É de conhecimento a bastante tempo que existiram desde o início, fãs dos tais mencionados, mesmo mostrando com provas concretas dos bárbaros crimes que cometeram. Mas atualmente, contando com a evolução da internet, a situação se tornou ainda pior, existindo inclusive "fãs clubes" e "acervos" de Elize Matsunaga e Suzanne Von Richtofen, por exemplo, onde algumas frases como "passo pano" ou "até que ela fez pouco" - no caso sobre o assassinato e esquartejamento do marido de Elize, após uma série de abusos - existirem e serem postadas de forma normal por diversas contas dentro do X (antigo Twitter) (botar os posts).

 

Óbvio, contas e posts podem não passar de somente uma "brincadeira", mas é por conta dessas "brincadeiras" que o ponto defendido por Hannah Arendt se torna tão real, as pessoas perderam a noção do moral e ético, principalmente ao brincar e comentar positivamente sobre crimes hediondos que feriram alguém que se foi e mais ainda, pessoas que ficaram.

O MAL SE TORNOU BOM

Ainda de acordo com a banalização, há também um grande ponto levantado, inclusive, em uma frase dita por Acir, personagem na série: "a desgraça vende". A afirmação se tornou mais verdadeira e real possível, justamente por representar de forma coesa a sociedade atual, onde além de se tornar extremamente polarizada, consome constantemente tragédia, tristeza e muita morte. Com isso, se tornou mais do que normal - novamente, como Hannah falou, esquecer e tornar banal a maldade humana e com isso, existir uma romantização, onde antigos vilões e pessoas ruins, se tornaram heróis na visão pessoal. 

Essa visão de mundo acaba sendo motivada por um "trabalho" já enraizado na sociedade, que existe há muito tempo, como a corrupção, problemáticas dentro de instituições públicas (como educação e segurança) e principalmente a desigualdade social.

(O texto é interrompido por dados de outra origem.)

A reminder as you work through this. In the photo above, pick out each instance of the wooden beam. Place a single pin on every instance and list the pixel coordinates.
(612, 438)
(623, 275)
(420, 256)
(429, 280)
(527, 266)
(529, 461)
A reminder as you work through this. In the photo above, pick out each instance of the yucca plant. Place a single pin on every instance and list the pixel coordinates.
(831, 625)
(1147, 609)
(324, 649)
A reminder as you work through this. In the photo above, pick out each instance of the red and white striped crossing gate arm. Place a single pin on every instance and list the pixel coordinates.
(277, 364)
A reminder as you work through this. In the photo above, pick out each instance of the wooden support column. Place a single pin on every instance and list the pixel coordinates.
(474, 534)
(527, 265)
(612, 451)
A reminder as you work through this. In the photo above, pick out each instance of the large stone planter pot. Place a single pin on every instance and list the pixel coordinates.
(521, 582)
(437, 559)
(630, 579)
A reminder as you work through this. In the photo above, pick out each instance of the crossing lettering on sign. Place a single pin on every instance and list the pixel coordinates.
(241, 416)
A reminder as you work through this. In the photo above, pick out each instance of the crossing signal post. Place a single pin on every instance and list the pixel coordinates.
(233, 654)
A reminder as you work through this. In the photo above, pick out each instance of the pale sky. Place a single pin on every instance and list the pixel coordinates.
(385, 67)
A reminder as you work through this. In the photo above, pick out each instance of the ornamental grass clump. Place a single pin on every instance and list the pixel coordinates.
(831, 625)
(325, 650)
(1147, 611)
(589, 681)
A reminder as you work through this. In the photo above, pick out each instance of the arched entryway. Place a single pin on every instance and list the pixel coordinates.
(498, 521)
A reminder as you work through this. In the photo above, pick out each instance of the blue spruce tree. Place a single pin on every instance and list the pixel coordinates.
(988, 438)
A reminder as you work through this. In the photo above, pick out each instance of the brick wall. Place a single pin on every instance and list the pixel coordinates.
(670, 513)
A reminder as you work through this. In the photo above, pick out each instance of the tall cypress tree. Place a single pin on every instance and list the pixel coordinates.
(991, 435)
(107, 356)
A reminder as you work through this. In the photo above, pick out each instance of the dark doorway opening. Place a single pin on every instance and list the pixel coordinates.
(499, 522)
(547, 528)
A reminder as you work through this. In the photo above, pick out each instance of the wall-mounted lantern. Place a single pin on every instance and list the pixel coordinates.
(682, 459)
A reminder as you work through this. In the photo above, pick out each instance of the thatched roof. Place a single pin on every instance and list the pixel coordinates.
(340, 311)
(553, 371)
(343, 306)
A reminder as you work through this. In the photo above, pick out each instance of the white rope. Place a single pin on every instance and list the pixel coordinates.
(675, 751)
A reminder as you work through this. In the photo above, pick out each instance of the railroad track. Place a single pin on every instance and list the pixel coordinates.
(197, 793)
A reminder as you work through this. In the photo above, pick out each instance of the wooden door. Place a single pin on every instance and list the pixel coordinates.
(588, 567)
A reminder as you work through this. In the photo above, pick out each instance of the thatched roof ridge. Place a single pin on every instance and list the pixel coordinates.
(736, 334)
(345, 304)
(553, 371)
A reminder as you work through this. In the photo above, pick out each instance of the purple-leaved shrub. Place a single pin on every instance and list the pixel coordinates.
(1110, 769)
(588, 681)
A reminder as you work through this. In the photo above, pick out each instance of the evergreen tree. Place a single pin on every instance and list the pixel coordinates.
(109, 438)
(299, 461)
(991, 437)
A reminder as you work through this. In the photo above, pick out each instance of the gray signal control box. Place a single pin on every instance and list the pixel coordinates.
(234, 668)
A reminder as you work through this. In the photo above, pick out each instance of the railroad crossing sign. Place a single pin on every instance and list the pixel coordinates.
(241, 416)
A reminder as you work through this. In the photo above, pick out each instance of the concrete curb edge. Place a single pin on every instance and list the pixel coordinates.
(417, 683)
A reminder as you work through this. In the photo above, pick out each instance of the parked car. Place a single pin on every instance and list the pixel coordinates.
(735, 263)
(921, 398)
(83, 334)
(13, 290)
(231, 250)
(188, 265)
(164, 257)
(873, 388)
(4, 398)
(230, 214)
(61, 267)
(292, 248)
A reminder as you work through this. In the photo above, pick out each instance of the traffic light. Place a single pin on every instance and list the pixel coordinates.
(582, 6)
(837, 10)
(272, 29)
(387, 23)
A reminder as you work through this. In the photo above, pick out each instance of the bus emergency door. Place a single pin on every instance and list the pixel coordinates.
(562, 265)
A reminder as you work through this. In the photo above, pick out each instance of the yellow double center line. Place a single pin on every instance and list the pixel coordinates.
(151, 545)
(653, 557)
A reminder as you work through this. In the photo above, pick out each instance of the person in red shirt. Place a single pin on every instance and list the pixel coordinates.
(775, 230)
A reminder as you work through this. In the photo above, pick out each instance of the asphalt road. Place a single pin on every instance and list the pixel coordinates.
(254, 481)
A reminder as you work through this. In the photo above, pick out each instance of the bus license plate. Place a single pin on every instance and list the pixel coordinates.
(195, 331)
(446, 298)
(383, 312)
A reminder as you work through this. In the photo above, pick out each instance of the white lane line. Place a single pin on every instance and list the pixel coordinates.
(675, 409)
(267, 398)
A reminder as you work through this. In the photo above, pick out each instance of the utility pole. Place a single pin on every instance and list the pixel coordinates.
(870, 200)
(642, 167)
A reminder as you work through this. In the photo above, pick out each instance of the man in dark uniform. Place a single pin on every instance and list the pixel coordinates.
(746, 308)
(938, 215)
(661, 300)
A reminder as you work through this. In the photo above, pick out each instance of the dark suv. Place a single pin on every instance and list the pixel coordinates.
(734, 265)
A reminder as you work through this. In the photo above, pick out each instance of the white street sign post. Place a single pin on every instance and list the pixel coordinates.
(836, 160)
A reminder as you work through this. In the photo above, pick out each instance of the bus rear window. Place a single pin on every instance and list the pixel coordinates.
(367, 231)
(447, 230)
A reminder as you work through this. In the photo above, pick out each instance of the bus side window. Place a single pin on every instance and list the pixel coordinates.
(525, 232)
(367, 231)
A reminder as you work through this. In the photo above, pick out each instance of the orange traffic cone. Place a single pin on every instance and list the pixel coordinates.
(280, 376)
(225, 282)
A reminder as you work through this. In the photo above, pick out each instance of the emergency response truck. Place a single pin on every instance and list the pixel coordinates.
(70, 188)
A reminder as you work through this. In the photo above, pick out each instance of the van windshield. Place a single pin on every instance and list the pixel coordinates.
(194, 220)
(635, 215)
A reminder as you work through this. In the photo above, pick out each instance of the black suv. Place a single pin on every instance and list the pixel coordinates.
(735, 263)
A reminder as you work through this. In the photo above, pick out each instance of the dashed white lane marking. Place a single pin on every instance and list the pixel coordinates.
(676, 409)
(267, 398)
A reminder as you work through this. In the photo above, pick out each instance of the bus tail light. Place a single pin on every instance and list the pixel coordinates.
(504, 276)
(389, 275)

Devido a isso, situações de violência, desde a menor, até os casos de Tremembé, acabam sendo aceitas e se tornando "naturais" ou inevitáveis. 

E como consequência dessa mudança de pensamento sobre as tragédias cotidianas, há um grande impacto direto na saúde mental da população, causando danos físicos e mentais a indivíduos e comunidades. 

A série 'Tremembé' não passa de uma obra ficcional baseada em fatos reais, não tendo nada de errado. O problema é a forma como ela é vista por algumas pessoas, que, devido ao trabalho de Ulisses Campbel, começa a dar palco aos crimes violentos cometidos pelos personagens / pessoas reais que viveram o que está sendo retratado, sendo extremamente errado e preocupante.